I’m finding it hard to prioritize my projects and time. There are so many things I want to do. Should I prioritize doing:

  • What I feel most like doing?
  • What might make me unique from other people out there?
  • What might be the most exciting career path?
  • What might be the safest career path?

One thing that’s been helping is listening to the Pathless Path podcast, which is about the art of not having a regular job. I love how it ranges from talking about the more emotional aspects of loneliness, social pressures, etc., to things like how to think about financials, budget, or marketing.

Particularly, “The Art of Sabbaticals” episode was really helpful. I don’t know a lot of people who have taken sabbaticals or broken out as freelancers, and even fewer within my domain, so it’s nice to hear from someone with more experience.
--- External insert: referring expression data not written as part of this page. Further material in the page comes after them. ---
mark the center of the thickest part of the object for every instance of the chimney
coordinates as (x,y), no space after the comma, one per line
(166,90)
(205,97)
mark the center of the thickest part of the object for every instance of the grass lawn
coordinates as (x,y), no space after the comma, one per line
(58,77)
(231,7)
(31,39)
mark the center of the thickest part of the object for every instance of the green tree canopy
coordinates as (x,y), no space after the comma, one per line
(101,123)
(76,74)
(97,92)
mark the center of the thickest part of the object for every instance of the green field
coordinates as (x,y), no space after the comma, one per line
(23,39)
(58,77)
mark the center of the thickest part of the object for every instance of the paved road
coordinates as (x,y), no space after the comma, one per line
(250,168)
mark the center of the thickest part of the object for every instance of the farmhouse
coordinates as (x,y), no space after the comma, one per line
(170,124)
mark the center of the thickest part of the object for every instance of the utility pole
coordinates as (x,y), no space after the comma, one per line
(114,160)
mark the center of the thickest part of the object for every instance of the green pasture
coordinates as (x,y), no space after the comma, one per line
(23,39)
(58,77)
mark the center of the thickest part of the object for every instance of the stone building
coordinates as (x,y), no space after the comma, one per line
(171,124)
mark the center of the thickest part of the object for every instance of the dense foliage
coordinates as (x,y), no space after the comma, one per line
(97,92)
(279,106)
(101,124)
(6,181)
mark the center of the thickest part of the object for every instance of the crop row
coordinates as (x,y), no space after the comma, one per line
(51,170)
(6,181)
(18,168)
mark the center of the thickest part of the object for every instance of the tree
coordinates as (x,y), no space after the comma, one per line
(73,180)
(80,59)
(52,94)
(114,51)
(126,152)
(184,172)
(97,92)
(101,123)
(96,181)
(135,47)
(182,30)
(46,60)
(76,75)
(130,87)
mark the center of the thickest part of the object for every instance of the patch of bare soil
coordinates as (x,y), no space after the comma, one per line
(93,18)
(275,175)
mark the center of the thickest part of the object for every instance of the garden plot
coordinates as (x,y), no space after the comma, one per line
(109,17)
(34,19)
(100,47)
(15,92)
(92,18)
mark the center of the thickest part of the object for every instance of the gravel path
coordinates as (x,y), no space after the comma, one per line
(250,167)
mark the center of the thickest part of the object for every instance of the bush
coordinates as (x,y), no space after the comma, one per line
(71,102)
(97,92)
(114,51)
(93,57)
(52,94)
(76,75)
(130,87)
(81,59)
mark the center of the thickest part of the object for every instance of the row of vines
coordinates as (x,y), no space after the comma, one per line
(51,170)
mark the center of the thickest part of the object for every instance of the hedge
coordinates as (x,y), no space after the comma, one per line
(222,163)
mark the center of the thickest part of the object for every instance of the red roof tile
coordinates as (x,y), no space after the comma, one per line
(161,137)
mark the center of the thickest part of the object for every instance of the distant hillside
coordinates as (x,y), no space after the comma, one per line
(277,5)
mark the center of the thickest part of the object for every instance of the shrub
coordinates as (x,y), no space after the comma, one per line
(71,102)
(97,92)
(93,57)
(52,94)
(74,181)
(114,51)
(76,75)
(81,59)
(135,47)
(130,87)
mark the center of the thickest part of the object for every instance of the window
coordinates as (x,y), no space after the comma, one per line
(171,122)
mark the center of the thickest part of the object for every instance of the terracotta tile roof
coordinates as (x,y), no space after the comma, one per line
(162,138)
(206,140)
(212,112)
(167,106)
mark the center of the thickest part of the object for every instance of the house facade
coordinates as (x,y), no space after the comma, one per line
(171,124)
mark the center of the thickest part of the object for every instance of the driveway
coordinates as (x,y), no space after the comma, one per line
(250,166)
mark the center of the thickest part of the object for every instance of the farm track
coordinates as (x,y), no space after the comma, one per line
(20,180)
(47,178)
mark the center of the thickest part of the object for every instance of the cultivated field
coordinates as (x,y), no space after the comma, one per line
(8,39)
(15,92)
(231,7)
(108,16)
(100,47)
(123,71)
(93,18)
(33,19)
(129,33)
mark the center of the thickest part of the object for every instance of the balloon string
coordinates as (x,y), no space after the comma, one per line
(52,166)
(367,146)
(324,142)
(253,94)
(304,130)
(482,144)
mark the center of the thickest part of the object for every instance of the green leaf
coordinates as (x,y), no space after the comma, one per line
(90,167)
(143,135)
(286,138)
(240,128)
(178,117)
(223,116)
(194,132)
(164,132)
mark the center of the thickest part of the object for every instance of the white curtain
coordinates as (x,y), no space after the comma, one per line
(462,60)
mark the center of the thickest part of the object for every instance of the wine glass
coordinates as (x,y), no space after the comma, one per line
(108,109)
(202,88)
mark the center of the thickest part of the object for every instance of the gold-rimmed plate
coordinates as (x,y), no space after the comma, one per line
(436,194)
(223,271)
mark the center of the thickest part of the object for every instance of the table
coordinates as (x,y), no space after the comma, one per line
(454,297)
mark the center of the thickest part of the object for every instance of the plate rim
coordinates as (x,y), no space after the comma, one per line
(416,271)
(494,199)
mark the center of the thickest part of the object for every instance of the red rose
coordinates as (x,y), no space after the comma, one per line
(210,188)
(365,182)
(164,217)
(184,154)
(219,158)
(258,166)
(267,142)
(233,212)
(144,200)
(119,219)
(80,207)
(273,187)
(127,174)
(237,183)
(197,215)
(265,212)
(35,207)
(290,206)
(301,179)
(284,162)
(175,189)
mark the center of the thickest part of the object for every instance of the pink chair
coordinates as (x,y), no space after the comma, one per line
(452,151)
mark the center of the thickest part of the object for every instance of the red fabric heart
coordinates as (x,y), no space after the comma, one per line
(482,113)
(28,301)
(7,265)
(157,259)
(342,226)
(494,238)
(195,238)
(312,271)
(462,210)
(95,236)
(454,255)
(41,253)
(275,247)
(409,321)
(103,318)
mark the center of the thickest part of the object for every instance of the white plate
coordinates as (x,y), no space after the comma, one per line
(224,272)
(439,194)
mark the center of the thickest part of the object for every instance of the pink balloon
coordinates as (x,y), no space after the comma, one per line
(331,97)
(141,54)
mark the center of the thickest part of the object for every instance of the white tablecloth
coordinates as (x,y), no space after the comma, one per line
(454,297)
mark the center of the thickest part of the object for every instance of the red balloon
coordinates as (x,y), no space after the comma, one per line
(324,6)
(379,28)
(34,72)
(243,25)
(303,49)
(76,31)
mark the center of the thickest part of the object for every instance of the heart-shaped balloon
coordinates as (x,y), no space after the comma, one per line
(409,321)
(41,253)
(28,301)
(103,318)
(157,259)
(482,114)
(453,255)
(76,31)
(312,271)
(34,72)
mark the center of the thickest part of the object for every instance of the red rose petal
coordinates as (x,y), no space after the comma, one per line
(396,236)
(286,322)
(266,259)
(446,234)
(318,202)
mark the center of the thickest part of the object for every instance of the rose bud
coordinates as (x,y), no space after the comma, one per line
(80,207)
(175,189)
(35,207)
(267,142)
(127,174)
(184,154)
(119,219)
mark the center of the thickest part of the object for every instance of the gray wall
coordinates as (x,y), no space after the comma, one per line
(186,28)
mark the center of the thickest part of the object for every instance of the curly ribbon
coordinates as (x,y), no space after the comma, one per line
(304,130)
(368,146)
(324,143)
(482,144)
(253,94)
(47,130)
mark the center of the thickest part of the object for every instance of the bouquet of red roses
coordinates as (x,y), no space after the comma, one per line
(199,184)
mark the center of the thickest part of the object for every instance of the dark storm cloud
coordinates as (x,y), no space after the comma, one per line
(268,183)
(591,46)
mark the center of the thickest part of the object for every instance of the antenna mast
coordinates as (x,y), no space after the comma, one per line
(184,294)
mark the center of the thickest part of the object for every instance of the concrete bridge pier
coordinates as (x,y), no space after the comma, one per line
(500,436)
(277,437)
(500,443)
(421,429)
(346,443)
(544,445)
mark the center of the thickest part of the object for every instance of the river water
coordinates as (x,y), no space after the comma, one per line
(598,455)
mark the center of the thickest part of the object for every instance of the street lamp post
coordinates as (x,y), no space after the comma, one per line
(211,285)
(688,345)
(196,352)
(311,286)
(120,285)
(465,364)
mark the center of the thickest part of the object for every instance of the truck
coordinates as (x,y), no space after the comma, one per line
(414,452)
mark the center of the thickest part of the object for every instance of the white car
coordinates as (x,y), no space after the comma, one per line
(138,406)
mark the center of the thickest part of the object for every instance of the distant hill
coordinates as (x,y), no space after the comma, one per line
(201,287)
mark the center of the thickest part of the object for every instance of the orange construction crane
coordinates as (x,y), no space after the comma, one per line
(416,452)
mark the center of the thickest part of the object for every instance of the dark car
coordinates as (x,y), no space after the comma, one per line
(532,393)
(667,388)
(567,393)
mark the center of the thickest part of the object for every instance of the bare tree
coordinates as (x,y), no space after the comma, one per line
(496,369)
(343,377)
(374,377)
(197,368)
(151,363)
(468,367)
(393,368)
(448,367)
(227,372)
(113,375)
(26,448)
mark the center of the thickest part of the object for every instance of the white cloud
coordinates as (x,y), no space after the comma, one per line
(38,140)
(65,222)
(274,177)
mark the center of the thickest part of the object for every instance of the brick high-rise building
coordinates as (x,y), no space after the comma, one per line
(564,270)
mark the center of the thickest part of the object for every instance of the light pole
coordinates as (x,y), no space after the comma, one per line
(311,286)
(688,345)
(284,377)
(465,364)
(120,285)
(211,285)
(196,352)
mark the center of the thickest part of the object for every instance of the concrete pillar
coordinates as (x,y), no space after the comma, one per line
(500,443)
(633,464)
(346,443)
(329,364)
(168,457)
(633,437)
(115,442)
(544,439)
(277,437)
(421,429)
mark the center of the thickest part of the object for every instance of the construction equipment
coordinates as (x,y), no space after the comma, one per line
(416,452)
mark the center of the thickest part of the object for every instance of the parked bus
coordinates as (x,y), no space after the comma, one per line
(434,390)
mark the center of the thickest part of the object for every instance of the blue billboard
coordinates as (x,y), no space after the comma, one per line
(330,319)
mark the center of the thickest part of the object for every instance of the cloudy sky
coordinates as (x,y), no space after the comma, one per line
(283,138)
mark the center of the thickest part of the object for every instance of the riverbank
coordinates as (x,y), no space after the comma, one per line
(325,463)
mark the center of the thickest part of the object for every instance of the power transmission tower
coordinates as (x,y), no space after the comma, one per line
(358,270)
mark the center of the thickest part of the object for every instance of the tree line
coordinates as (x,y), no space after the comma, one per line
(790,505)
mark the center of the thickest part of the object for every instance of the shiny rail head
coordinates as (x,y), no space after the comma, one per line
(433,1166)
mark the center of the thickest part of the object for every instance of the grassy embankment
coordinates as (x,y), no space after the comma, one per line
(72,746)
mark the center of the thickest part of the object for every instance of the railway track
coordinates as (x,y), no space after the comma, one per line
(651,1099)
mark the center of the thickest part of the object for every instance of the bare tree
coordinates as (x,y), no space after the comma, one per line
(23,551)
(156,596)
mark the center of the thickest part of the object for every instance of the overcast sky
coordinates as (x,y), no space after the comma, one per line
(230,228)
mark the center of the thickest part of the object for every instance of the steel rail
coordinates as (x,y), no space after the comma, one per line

A brief status from my side at this point after 6 weeks:

What’s going well

  • Cooking more, fermenting food and drinks again
  • Sleeping a lot better
  • Absorbing a lot of research and literature
  • Meeting lots of interesting people
  • Exploring Copenhagen more

Not going so well

  • Learnings feel scattered and unfocused
  • Starting to feel lonely working by myself
  • Struggle sitting at home

What I’m doing about it

To deal with the things not going so well, a few things are in the works. I already use cafees and workspaces a lot, but I can mostly do writing work.

To be able to do physical prototyping work and to feel less lonely, I am applying for a 12-week startup incubator course which will start in April. I think it could be a great opportunity to meet other people facing similar challenges, and have a place to work from.

To modularize my learning, I am creating timeboxes for myself and planning projects to work on during the coming months. I am trying to fold learning into projects. A few topics I’m wanting to learn and the preliminary plan:

  • March: Calculus using 3blue1brown
  • April: Deep Learning / GPT using Andrej Karpathy’s videos
  • May?: Transformers (not sure when/where yet)
  • May?: Procedural mechanisms (not sure when/where yet)

For Calculus, I did actually take (and surprisingly pass) it at uni, but I never really learned and it seems to be foundational for learning ML.

Volunteering and local clubs

I have also volunteered to help start up a local Coding Pirates club where kids can learn to code. I’m really excited to play and learn with kids, and hopefully reconnect with some of the products I’ve helped design.

I also want to be part of things, however, where I don’t have to lead or drive things, but can just have fun. Together with a friend, I recently started going to CPH MUSIC MAKER SPACE which is a sound hacking community that meets every week to build music machines.

This week, I soldered up a couple of Breadboard Friends, a set of helper modules designed by the legendary Eurorack synthesizer manufacturer Mutable Instruments aka. Émilie Gillet.

“A couple of Breadboard Friends. Top breaks mini-jacks for CV/audio out to breadboard format, bottom breaks potentiometers out to breadboard.”

A couple of Breadboard Friends. Top breaks mini-jacks for CV/audio out to breadboard format, bottom breaks potentiometers out to breadboard.

I have a number of MI modules, but what I especially love by Émilie is how incredibly thoughtful the modules are designed and that all hardware and software is open source.

My current big picture plan is to use the Raspberry Pico as my MCU and MicroPython for use in my eurorack synth, and write a set of modules for doing audio/CV stuff. The Pico W will soon have BLE support, and I was thinking I could make a sequencer app on a phone and use it to talk to a Pico W in a eurorack. Would also love to play with AI x Eurorack. More on this later probably.

Blog updates

Fixed an issue that content was overflowing on mobile. Didn’t show up when using responsive mode in my desktop browser. Good reminder to always test on device.